On 11/20/05, Mark Gallagher m.g.gallagher@student.canberra.edu.au wrote:
G'day Sam,
On 11/19/05, Jack Lynch jack.i.lynch@gmail.com wrote:
everybody considers a merge vote as a de-facto keep vote, because thats what the rules say. If they think otherwise they are mistaken.
Please cite this rule and tell me which everyone thinks this. I had thought "everybody" meant that all the members of a community, or at least a very large supermajority. Once again, I fear you are moulding the facts until they become *your* facts.
The rules do *not* say that merge == keep.
I think it depends whether you look at it from a content- or page-based POV. Those who want merges generally want the content kept, so they can't be considered fans of deletion. However, they certainly don't want the page kept (indeed, some will even ask for the article to be deleted, rather than left as a redirect ... presumably this will involve some ultra-complicated wacky history merge thing).
It's not accurate to say that merge == keep *or* that merge == delete. Merge == merge. Fortunately, it's usually the people pushing an "inclusionist" or "deletionist" view that take the "merges should be reinterpreted" line, and not the closing admins.
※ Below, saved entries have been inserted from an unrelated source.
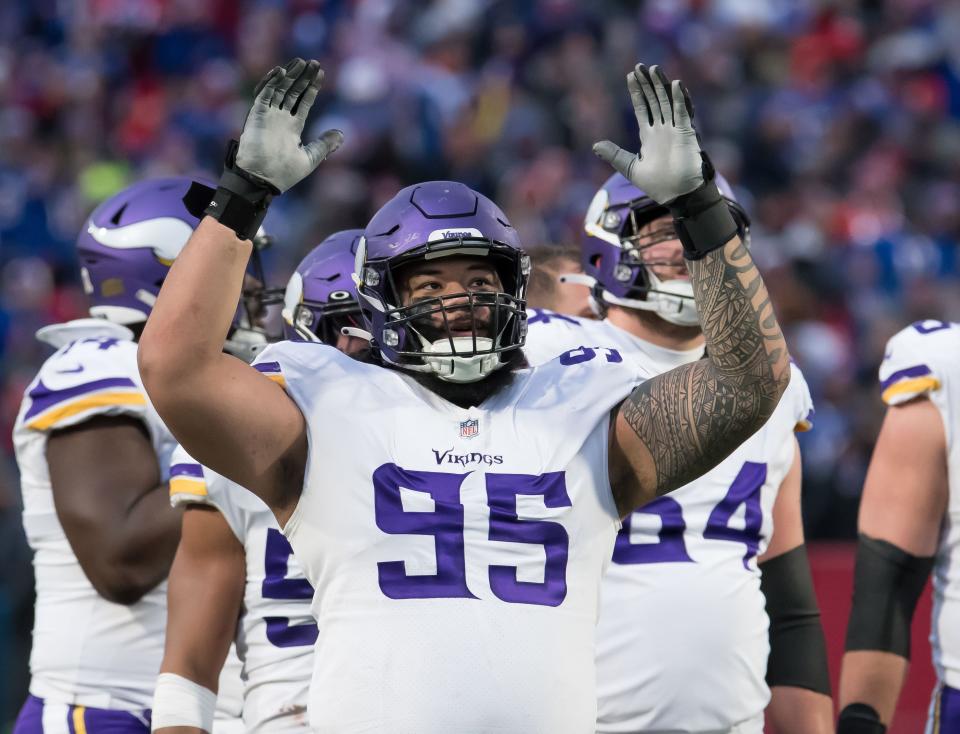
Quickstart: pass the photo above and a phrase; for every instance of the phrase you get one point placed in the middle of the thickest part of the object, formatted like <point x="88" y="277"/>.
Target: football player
<point x="695" y="566"/>
<point x="453" y="512"/>
<point x="94" y="460"/>
<point x="909" y="524"/>
<point x="548" y="291"/>
<point x="233" y="563"/>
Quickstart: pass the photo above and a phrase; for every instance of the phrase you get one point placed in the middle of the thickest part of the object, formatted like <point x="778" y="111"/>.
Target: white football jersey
<point x="456" y="553"/>
<point x="86" y="650"/>
<point x="924" y="359"/>
<point x="682" y="642"/>
<point x="276" y="630"/>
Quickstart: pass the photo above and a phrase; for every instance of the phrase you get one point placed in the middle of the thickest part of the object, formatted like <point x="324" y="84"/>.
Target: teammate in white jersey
<point x="233" y="563"/>
<point x="453" y="510"/>
<point x="94" y="463"/>
<point x="682" y="643"/>
<point x="909" y="525"/>
<point x="547" y="291"/>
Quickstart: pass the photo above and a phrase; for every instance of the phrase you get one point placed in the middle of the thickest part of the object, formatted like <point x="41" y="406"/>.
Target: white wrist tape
<point x="178" y="701"/>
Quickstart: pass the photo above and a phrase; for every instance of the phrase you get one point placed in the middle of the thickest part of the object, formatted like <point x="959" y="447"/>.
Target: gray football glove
<point x="669" y="162"/>
<point x="270" y="146"/>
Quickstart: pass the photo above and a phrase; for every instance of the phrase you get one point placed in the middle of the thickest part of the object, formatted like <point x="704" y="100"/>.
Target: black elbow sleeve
<point x="887" y="584"/>
<point x="798" y="649"/>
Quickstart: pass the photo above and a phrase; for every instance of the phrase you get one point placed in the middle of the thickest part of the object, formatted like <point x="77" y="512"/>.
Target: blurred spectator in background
<point x="545" y="289"/>
<point x="837" y="122"/>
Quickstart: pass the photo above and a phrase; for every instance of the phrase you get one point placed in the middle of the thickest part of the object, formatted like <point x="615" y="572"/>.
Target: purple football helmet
<point x="425" y="222"/>
<point x="126" y="249"/>
<point x="612" y="254"/>
<point x="321" y="298"/>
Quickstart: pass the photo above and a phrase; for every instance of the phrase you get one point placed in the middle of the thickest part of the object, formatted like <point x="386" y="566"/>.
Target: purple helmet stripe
<point x="917" y="371"/>
<point x="186" y="470"/>
<point x="43" y="398"/>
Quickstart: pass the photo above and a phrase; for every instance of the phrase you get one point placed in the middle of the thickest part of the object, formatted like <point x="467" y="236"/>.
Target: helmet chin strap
<point x="671" y="300"/>
<point x="245" y="343"/>
<point x="460" y="369"/>
<point x="446" y="367"/>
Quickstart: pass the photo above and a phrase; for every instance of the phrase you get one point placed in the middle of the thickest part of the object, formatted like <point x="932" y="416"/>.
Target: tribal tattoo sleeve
<point x="690" y="418"/>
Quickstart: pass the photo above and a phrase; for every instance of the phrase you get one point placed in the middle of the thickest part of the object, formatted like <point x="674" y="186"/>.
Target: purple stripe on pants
<point x="96" y="721"/>
<point x="30" y="720"/>
<point x="949" y="711"/>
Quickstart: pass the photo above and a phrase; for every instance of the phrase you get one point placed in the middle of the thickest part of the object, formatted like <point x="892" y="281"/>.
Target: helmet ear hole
<point x="115" y="219"/>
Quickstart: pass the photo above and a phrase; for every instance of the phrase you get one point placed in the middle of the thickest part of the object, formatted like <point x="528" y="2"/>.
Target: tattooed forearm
<point x="690" y="418"/>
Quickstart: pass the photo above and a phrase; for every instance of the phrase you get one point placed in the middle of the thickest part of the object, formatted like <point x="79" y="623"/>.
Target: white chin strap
<point x="245" y="343"/>
<point x="450" y="369"/>
<point x="460" y="369"/>
<point x="671" y="300"/>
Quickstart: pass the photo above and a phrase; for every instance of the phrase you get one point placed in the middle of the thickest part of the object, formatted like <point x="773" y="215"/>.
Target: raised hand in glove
<point x="670" y="166"/>
<point x="270" y="156"/>
<point x="270" y="147"/>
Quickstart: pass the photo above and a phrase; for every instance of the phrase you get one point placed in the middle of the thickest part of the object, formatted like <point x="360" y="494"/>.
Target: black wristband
<point x="859" y="718"/>
<point x="703" y="220"/>
<point x="241" y="199"/>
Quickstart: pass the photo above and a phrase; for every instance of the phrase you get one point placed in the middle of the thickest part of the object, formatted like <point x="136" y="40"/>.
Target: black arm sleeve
<point x="887" y="584"/>
<point x="798" y="649"/>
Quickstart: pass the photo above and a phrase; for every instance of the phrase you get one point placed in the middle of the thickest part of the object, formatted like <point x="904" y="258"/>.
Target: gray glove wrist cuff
<point x="703" y="220"/>
<point x="241" y="199"/>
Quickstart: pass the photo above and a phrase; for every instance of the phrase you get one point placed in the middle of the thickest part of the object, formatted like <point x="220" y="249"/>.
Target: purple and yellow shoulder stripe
<point x="48" y="406"/>
<point x="806" y="423"/>
<point x="908" y="382"/>
<point x="187" y="478"/>
<point x="271" y="370"/>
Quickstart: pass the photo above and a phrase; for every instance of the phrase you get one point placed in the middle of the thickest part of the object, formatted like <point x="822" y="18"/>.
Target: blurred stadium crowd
<point x="837" y="123"/>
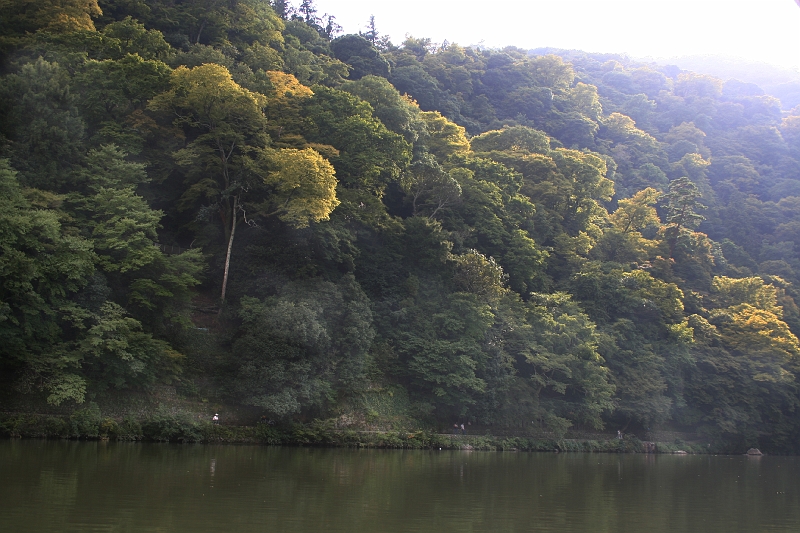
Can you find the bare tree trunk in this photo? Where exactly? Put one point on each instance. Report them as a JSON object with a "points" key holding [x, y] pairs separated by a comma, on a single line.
{"points": [[228, 254]]}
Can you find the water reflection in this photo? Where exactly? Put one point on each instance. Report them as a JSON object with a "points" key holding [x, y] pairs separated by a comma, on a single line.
{"points": [[96, 486]]}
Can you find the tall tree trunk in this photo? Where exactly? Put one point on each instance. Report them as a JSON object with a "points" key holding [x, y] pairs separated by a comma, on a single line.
{"points": [[228, 254]]}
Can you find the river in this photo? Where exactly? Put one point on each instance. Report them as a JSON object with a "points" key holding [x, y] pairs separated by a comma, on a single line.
{"points": [[68, 486]]}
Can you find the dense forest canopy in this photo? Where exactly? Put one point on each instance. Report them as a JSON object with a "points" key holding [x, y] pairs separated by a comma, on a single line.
{"points": [[232, 196]]}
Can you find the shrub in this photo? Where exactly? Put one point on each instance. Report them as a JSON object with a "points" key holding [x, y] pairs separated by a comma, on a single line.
{"points": [[85, 423], [165, 426]]}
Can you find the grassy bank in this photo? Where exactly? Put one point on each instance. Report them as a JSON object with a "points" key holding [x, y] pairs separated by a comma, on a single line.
{"points": [[165, 426]]}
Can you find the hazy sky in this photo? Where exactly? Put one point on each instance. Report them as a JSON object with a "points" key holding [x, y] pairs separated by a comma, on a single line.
{"points": [[766, 30]]}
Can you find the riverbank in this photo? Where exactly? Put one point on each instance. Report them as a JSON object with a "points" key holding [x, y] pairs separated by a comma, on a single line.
{"points": [[164, 427]]}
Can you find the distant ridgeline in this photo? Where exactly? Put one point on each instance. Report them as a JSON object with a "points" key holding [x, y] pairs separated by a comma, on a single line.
{"points": [[413, 232]]}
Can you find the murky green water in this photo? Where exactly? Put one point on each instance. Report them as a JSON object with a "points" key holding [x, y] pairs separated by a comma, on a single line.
{"points": [[127, 487]]}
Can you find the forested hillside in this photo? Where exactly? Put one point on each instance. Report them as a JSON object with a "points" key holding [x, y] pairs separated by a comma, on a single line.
{"points": [[231, 197]]}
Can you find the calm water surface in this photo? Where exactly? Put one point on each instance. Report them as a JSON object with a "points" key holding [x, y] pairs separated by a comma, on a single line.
{"points": [[64, 486]]}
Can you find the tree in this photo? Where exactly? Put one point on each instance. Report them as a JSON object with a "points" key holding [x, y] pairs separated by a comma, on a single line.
{"points": [[225, 124], [426, 182], [681, 205], [445, 137], [361, 55], [43, 264]]}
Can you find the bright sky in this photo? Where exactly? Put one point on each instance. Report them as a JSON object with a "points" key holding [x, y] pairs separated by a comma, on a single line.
{"points": [[755, 30]]}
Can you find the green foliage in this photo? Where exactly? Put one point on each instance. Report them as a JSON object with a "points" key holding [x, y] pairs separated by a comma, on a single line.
{"points": [[172, 426], [476, 227]]}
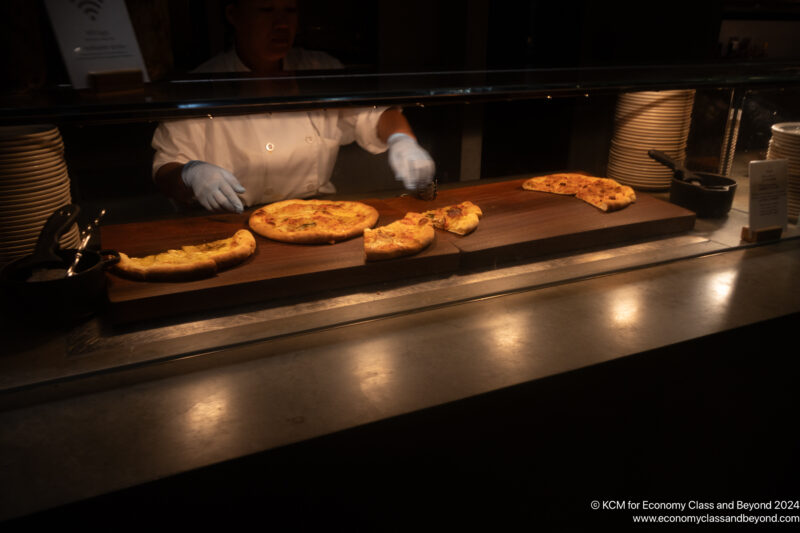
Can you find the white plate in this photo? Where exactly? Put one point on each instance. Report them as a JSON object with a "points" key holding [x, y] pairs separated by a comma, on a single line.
{"points": [[14, 203], [31, 155], [787, 128], [39, 184], [22, 179], [26, 131], [30, 166]]}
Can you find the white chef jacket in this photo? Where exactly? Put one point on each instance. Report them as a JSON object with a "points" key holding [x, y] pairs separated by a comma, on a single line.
{"points": [[274, 156]]}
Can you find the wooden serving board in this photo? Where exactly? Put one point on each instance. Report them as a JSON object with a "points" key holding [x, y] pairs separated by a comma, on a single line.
{"points": [[275, 270], [516, 224], [520, 224]]}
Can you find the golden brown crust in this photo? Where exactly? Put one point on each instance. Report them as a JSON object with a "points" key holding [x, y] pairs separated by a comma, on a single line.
{"points": [[460, 219], [407, 236], [313, 221], [189, 262], [603, 193]]}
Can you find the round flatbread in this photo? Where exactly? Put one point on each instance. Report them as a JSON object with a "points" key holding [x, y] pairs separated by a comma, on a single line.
{"points": [[313, 221], [189, 262]]}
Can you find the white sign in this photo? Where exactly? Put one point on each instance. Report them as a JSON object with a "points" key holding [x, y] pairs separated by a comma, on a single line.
{"points": [[768, 194], [94, 36]]}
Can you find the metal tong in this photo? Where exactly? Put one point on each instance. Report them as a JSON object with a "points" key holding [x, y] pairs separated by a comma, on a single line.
{"points": [[86, 236]]}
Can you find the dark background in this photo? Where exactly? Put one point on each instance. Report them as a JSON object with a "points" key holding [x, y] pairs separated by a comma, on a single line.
{"points": [[111, 164]]}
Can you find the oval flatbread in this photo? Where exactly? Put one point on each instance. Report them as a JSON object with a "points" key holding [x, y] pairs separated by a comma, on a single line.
{"points": [[313, 221], [407, 236], [189, 262]]}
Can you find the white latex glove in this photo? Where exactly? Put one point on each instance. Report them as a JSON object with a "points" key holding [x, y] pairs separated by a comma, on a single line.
{"points": [[411, 163], [214, 187]]}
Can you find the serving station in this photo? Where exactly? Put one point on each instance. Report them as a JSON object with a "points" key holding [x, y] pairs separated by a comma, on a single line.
{"points": [[556, 357]]}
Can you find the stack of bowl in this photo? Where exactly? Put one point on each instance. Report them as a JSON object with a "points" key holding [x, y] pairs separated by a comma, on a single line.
{"points": [[785, 144], [650, 120], [33, 183]]}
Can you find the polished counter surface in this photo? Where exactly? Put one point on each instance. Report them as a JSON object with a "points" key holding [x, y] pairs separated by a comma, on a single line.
{"points": [[91, 409]]}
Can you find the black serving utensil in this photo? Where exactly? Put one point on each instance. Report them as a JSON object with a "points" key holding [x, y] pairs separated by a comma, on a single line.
{"points": [[85, 238], [45, 256], [684, 174]]}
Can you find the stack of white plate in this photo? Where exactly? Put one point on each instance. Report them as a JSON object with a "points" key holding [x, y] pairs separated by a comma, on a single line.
{"points": [[657, 120], [785, 144], [33, 183]]}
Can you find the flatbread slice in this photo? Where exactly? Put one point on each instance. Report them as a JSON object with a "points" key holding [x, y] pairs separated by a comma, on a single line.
{"points": [[604, 193], [313, 221], [460, 219], [407, 236], [562, 183], [189, 262], [607, 194]]}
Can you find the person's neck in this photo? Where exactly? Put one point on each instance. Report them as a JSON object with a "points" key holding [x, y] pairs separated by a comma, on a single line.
{"points": [[258, 66]]}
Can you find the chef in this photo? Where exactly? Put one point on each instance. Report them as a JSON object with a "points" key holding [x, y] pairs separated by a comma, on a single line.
{"points": [[228, 163]]}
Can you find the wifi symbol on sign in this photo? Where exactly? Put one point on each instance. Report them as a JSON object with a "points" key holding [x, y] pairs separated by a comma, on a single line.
{"points": [[90, 8]]}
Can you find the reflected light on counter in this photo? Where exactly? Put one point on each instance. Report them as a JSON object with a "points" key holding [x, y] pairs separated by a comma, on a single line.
{"points": [[720, 286], [508, 338], [207, 411], [375, 365], [624, 307]]}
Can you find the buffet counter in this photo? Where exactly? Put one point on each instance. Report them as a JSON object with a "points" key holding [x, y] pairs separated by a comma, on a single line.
{"points": [[96, 408]]}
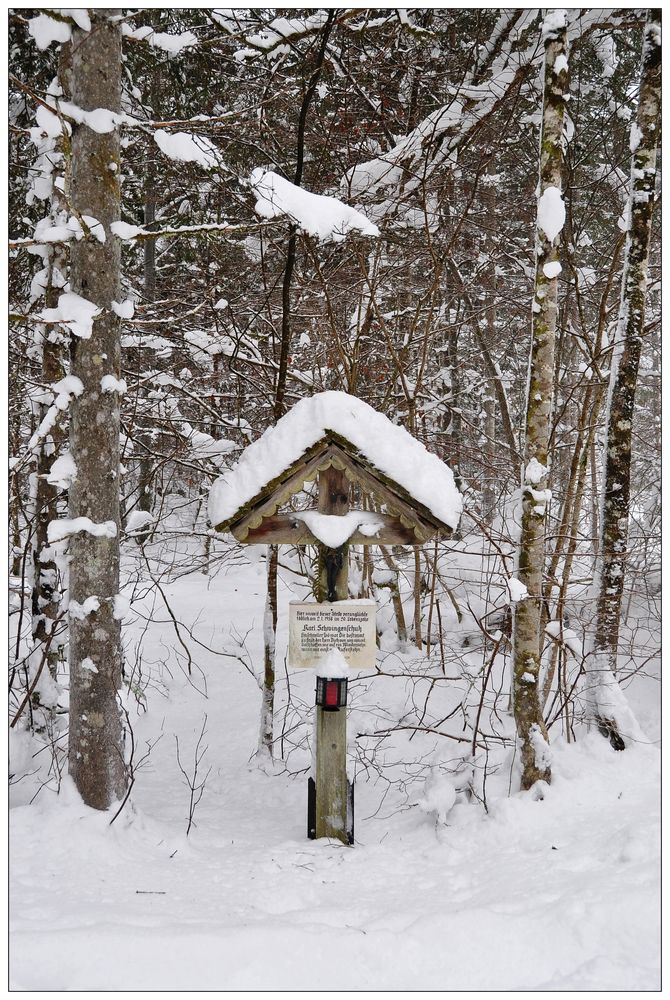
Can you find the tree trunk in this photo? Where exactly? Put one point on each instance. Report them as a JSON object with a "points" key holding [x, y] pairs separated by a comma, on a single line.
{"points": [[96, 753], [527, 642], [609, 707]]}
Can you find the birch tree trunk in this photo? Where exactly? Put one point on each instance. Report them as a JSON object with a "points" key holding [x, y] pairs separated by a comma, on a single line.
{"points": [[96, 754], [609, 707], [527, 641]]}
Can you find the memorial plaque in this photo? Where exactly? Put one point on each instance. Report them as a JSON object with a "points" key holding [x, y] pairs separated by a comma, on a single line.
{"points": [[349, 626]]}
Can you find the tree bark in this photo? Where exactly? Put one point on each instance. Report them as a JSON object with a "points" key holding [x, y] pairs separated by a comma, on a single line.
{"points": [[96, 753], [527, 641], [609, 707]]}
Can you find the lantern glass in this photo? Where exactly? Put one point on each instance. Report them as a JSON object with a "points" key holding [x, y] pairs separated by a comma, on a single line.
{"points": [[331, 693]]}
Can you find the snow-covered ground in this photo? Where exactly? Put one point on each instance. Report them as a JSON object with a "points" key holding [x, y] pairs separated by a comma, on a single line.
{"points": [[560, 893]]}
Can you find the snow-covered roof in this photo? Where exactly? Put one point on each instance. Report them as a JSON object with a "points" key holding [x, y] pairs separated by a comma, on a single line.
{"points": [[387, 447]]}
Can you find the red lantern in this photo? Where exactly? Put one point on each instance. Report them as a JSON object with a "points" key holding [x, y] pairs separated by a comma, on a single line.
{"points": [[331, 693]]}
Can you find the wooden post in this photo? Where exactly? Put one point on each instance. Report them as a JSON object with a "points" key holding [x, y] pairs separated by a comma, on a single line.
{"points": [[331, 774], [331, 727]]}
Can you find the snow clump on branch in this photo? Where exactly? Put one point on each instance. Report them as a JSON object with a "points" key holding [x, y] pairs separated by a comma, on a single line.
{"points": [[317, 215]]}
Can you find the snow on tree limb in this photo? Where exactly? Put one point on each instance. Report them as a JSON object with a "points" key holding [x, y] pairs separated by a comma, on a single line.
{"points": [[317, 215]]}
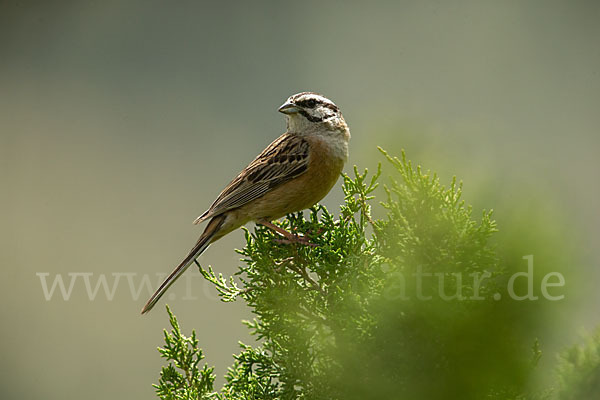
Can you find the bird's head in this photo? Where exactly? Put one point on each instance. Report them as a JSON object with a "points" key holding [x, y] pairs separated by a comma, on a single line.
{"points": [[309, 111]]}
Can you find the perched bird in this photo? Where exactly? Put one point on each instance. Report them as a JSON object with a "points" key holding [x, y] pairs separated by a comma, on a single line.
{"points": [[293, 173]]}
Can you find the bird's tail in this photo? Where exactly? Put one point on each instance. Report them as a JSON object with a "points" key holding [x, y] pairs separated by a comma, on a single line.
{"points": [[213, 227]]}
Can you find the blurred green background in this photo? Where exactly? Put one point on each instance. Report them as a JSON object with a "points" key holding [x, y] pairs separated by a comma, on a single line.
{"points": [[121, 121]]}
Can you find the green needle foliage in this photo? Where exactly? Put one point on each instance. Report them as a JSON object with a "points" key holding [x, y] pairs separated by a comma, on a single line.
{"points": [[182, 379], [400, 307]]}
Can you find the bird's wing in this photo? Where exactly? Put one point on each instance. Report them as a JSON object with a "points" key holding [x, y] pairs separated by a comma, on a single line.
{"points": [[284, 159]]}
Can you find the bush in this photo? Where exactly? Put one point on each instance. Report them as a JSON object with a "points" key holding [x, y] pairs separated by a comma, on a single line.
{"points": [[405, 306]]}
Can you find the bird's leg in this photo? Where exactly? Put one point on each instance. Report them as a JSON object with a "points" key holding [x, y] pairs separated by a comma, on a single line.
{"points": [[289, 237]]}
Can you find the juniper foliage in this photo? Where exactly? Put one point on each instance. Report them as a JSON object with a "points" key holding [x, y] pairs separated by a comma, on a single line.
{"points": [[401, 306]]}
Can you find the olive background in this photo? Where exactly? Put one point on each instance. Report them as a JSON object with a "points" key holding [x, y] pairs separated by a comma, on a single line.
{"points": [[121, 121]]}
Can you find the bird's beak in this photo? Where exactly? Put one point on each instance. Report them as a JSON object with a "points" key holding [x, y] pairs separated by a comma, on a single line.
{"points": [[288, 108]]}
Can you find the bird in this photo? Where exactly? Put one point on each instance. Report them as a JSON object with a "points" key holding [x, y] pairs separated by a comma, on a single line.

In any case, at the end of the day, it's just an article on a website (albeit, a super-mega-happy-awesome website). I'm not going to lose any sleep over a page being kept, deleted, merged, BJOADNed, or anything else (well, I might get upset if [[Lang Hancock]] is deleted ...).
Well said, Mark.
From http://en.wikipedia.org/wiki/User:Raul654/Raul%27s_laws
Jacqui's law: the longer a user spends time in polls and/or debates, the more he or she will see each question as a binary of delete or keep.